Nie poznawaliśmy swoich piłkarzy - komentarze po meczu Lechia Gdańsk - Piast Gliwice

Lechia Gdańsk na wiosnę wygrała tylko jedno spotkanie, na dodatek na wyjeździe. Lechiści nadal nie potrafią odnieść zwycięstwa przy Traugutta 29. W sobotę musieli uznać wyższość zawodników Piasta Gliwice. Trenerzy obu drużyn na konferencji pomeczowej przyznali, że nie poznawali swoich zawodników.

Ryszard Wieczorek (trener Piasta): W sytuacji w jakiej znalazł się Piast i kilka innych zespołów jest potrzebna odporność psychiczna. Było widać na początku spotkania, że tego nam właśnie brakuje. Początkowo graliśmy źle. Nie potrafiliśmy utrzymać się przy piłce. Byliśmy bardzo spięci. Nie poznawałem swoich piłkarzy, którzy mieli problem z przyjęciem piłki. Bramka ustaliła to co działo się w drugiej połowie. Nie mogliśmy pozwolić sobie na otwartą grę. Lechia miała dwa słupki i dążyła do wyrównania, ale my też mieliśmy dobrą sytuację. Patrząc na terminarz to jest on bardzo napięty. Szczególnie Lechii, która grała w niedzielę z Ruchem i w środę z Lechem. Wiedzieliśmy, że Lechia będzie miała problem z regeneracją i chcieliśmy to wykorzystać. Szukaliśmy takich aspektów a nie innych, bo trzeba powiedzieć, że biało-zieloni to klasowy zespół. Wygrałem tutaj z Odrą jesienią i teraz z Piastem. Mogę powiedzieć, że gdańskie powietrze mi służy. Mam nadzieje, że również tak będzie, gdy przyjedziemy do Trójmiasta na mecz z Arką Gdynia, który może ukazać się decydujący w sprawię utrzymania w lidze.
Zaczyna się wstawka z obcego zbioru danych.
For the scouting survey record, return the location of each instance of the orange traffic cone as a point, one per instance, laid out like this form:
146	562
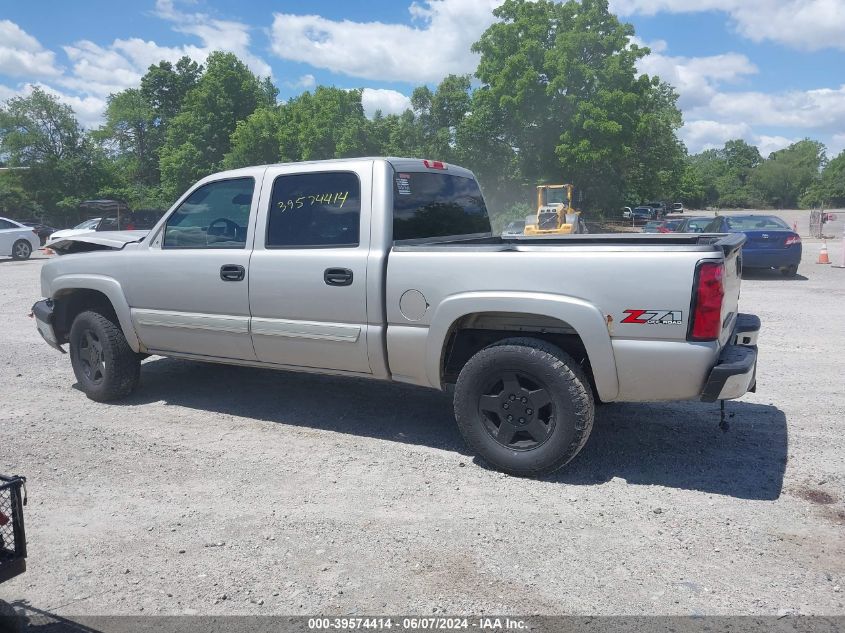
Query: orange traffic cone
823	256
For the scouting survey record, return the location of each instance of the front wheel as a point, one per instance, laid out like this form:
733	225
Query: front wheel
524	406
21	250
104	364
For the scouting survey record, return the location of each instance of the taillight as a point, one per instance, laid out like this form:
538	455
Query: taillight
707	303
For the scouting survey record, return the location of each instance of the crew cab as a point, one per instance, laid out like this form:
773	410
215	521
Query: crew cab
386	268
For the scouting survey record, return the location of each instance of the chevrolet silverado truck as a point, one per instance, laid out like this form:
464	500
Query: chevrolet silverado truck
387	268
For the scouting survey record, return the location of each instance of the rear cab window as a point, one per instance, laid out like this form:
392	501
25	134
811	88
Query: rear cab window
437	205
314	210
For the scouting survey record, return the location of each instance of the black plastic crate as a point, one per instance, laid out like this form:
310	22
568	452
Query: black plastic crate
12	535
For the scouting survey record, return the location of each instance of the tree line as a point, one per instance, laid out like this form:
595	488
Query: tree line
556	97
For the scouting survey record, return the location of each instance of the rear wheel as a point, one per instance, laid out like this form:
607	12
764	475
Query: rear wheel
104	364
21	249
524	406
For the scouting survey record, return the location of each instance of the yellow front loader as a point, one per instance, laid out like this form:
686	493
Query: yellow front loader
555	213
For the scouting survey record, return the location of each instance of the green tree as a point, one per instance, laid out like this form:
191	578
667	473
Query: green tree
199	136
329	123
560	82
439	114
255	140
789	174
741	159
165	86
829	189
63	165
130	127
656	164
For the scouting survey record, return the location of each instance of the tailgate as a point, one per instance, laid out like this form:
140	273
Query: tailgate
731	246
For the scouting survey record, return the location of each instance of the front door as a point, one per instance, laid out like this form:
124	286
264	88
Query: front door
189	290
307	280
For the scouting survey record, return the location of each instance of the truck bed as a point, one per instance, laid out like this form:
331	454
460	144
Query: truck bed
699	242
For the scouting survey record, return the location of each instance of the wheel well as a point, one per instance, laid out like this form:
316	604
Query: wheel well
70	303
473	332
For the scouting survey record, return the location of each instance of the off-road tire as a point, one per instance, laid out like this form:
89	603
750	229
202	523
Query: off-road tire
535	363
21	250
120	369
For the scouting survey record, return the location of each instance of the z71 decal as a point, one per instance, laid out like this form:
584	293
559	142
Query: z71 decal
654	317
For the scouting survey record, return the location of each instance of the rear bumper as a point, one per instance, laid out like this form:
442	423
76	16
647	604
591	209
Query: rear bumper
771	257
735	373
43	313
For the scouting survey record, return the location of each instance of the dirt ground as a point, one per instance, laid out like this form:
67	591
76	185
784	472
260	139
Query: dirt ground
219	490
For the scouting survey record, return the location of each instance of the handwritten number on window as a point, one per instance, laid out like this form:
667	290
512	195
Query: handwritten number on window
325	199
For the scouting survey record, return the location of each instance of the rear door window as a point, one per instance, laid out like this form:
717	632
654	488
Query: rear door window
313	210
427	205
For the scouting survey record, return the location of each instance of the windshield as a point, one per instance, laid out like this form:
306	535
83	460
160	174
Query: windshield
754	222
437	205
88	224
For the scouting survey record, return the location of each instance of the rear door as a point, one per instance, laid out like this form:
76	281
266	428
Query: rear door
307	280
8	235
189	291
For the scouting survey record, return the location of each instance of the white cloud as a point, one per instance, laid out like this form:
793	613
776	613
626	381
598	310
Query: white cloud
836	145
89	110
306	82
697	79
7	93
716	111
705	134
102	70
215	34
389	52
21	55
821	109
801	24
388	101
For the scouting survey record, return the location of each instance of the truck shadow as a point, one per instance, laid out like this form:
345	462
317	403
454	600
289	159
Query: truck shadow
763	274
675	444
679	445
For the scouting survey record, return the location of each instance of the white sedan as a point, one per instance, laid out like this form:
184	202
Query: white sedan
16	240
79	229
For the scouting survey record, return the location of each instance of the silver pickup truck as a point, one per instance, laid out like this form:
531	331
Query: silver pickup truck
386	268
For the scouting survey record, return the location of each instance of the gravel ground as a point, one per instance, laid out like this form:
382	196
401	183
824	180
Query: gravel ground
220	490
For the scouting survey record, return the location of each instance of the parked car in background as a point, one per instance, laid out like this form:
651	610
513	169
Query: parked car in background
693	225
79	229
769	243
661	226
641	215
17	240
653	226
517	227
41	230
141	220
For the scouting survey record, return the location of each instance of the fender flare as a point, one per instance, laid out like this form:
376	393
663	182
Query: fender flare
113	291
587	320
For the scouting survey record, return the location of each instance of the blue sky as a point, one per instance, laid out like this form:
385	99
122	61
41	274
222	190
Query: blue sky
768	71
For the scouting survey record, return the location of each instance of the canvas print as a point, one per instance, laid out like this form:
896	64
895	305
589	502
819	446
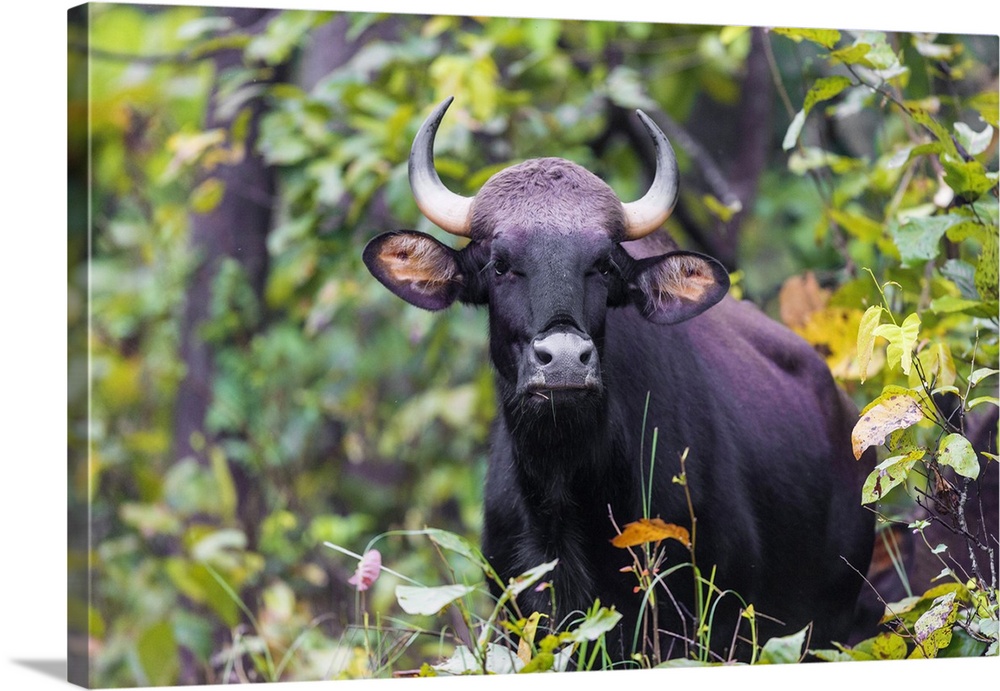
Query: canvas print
424	346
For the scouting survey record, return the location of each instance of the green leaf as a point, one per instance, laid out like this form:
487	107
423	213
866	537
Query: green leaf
937	365
722	211
824	89
206	196
429	601
158	654
968	179
980	374
827	38
982	399
527	579
986	104
853	55
962	274
794	130
973	142
595	625
986	268
866	338
857	224
932	631
919	238
956	452
949	304
902	340
783	650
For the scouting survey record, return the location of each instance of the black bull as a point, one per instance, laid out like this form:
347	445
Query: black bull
600	333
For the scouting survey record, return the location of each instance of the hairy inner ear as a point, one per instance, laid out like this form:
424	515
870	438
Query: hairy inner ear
416	267
679	285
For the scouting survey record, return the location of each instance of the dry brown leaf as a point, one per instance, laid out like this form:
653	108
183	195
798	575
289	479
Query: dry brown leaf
799	298
650	530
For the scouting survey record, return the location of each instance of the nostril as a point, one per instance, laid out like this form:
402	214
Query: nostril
543	354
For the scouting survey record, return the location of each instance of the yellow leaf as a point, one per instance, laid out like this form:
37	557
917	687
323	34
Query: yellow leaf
896	411
650	530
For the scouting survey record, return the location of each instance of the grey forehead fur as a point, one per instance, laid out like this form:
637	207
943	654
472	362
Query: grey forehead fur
547	194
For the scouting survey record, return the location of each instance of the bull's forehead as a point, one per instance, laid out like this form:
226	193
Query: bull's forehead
548	196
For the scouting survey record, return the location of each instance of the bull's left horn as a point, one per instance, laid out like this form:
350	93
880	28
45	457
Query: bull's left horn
645	215
444	208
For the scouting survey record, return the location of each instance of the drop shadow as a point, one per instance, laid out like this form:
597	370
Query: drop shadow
50	668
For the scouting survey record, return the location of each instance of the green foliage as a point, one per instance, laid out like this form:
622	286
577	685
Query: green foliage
930	180
338	411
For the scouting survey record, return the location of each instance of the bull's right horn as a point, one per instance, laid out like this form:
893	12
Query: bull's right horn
441	206
645	215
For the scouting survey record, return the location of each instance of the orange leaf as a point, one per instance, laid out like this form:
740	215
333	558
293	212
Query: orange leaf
650	530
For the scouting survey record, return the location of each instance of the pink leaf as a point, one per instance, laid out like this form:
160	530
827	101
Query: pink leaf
368	570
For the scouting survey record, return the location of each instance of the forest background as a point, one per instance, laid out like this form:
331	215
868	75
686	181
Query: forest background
625	191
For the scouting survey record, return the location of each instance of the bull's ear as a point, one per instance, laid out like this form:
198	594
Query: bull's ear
676	286
416	267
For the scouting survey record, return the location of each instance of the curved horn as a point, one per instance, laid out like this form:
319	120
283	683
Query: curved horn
645	215
441	206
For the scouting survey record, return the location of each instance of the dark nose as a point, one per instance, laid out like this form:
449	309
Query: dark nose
564	359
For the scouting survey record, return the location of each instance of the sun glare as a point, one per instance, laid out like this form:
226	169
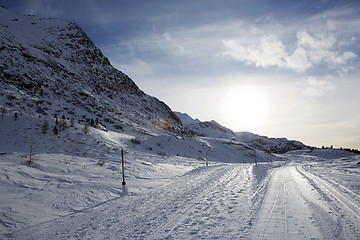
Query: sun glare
245	108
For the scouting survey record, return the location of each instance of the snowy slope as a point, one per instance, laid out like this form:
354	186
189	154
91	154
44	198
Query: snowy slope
72	187
263	143
50	66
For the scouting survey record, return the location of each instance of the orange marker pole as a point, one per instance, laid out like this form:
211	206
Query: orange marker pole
123	168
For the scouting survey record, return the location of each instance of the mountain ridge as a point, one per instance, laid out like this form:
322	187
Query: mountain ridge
52	59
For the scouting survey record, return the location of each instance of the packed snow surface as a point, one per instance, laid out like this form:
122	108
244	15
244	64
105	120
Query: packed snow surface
170	193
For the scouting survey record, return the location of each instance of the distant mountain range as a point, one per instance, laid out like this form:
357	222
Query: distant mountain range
50	66
214	129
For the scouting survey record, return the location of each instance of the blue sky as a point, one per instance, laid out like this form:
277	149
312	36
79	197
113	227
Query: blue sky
275	68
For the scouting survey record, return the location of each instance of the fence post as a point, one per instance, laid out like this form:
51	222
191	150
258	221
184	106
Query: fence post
123	169
255	157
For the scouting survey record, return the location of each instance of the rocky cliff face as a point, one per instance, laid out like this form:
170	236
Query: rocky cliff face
50	66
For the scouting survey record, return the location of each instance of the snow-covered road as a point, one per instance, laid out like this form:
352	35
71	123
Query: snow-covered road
225	201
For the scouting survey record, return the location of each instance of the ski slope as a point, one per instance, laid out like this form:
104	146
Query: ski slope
284	200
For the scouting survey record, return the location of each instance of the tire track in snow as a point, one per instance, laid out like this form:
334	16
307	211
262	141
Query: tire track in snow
345	208
284	213
200	208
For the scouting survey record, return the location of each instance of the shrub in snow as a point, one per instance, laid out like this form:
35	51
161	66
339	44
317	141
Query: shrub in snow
45	127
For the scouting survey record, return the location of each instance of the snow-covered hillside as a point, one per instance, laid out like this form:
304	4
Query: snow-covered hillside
66	117
50	66
214	129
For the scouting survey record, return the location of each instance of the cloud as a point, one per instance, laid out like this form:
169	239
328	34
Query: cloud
310	49
317	88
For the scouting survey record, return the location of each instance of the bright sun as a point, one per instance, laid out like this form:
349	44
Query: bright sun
245	107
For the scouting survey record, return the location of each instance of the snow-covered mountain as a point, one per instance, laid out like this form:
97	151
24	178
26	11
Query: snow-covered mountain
263	143
50	66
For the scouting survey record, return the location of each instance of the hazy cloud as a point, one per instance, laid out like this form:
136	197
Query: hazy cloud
310	49
317	88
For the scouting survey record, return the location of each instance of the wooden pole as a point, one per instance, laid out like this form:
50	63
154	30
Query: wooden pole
123	168
255	157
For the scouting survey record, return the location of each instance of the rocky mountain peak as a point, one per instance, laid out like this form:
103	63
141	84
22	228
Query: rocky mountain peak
50	66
Tomasz Kafarski (trener Lechii): Trzeba pogratulować zwycięstwa drużynie gości. Widzieliśmy Lechię, której nigdy nie oglądaliśmy. Sam nie poznawałem tego co widziałem na boisku. Napięty terminarz spowodował, że nie graliśmy tak szybko, jak kiedyś. Strzelona bramka przez Piasta utrudniła nam strzelenie gola. Od wczoraj stawka tego meczu wzrosła chyba wyżej niż finał Pucharu Polski. Chodzi oczywiście o to, że któraś z drużyn jest komuś coś winna. Musimy sobie szybko poradzić, bo we wtorek czeka nas kolejny trudny mecz. Odbyliśmy z Tomkiem kilka rozmów na temat jego żółtych kartek. Nawet chwilę przed rozpoczęciem meczu z Piastem. Te spotkanie pokazało, jakie ciśnienie wytworzyliśmy wokół tego pojedynku że nawet tak doświadczony piłkarz nie wytrzymał tego. Zachowanie Dawidowskiego jest karygodne.